O impasse do Corinthians na efetivação de um novo treinador para substituir a vaga deixada por Cuca tem sido assunto na crônica esportiva. Incomodado com o posicionamento de Walter Casagrande acerca do declínio alvinegro por Roger Machado, o comentarista Maurício Borges, o Mano, disparou contra o ex-jogador, que utilizou o termo “terroristas psicológicos” para classificar quem foi contrário à contratação de Roger, atualmente sem clube.
“Terroristas Psicológicos”. Esse foi o termo que o Sr @wcasagrandejr usou pra qualificar quem é contra Roger Machado treinar o Corinthians! Esse Sr que se intitula um dos mentores da “Democracia Corintiana” mostra que seu senso democrático é seletivo”, iniciou Mano em post feito no Instagram.
“Sim, senso seletivo. É democrático desde que sua opinião seja compartilhada por ele!! Saco cheio dessa militância e lacração com relação a tudo e todos. Quer dizer, tudo e todos desde que não seja da turminha que eles idolatram/ apoiam etc”, complementou Mano sobre o texto publicado por Casagrande, em sua coluna no UOL Esporte.
Casão detona direção do Corinthians
No texto publicado na coluna, Casagrande trouxe uma “linha do tempo” de uma semana conturbada no Timão desde a chegada e demissão de Cuca, até a busca por um substituto, com Roger Machado sofrendo rejeição de parte da torcida e declínio da diretoria.
“Quem defende a democracia, é antirracista, contra a homofobia, cobra punição para estupradores e é famoso vira alvo preferido dessa guerrilha. O medo que eles geraram foi se espalhando por todos os segmentos da nossa sociedade. E chegou ao futebol.
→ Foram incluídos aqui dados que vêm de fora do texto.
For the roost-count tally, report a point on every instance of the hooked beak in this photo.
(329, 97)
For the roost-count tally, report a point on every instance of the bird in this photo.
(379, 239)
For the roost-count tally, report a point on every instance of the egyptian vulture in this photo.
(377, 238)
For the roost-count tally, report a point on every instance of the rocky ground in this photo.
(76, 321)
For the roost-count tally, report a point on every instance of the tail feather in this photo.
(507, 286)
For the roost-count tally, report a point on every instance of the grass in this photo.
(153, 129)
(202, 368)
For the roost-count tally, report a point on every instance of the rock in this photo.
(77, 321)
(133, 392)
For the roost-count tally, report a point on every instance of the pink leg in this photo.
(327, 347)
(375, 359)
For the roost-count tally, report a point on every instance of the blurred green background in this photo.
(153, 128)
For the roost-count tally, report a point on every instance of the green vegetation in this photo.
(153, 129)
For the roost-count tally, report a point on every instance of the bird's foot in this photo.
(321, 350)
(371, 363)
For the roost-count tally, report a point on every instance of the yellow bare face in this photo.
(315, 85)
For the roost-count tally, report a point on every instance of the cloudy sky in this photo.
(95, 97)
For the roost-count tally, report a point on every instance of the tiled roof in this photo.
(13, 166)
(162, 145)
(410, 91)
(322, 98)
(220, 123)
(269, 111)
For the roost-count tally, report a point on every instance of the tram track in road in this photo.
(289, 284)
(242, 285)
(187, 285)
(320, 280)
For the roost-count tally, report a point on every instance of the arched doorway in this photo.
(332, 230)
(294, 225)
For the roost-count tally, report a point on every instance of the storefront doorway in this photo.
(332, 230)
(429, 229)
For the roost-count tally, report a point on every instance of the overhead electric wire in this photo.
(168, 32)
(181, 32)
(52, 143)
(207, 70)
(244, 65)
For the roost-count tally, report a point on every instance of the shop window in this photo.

O caso do Corinthians com Cuca e Roger Guedes é o melhor exemplo disso”, iniciou o ex-jogador, disparando com Duilio Monteiro Alves, presidente alvinegro.
“Duílio, você mostra que não tem liderança, competência e muito menos personalidade para ser o presidente de um dos maiores clubes do Brasil. Pare de dar ouvidos aos terroristas virtuais, decida quem será o treinador do Corinthians e banque sua decisão. Coloque na cabeça que quem está contra a contratação do Roger Machado na grande maioria nem corintiano é. A oposição é uma questão político-social”, completou o ídolo do Corinthians.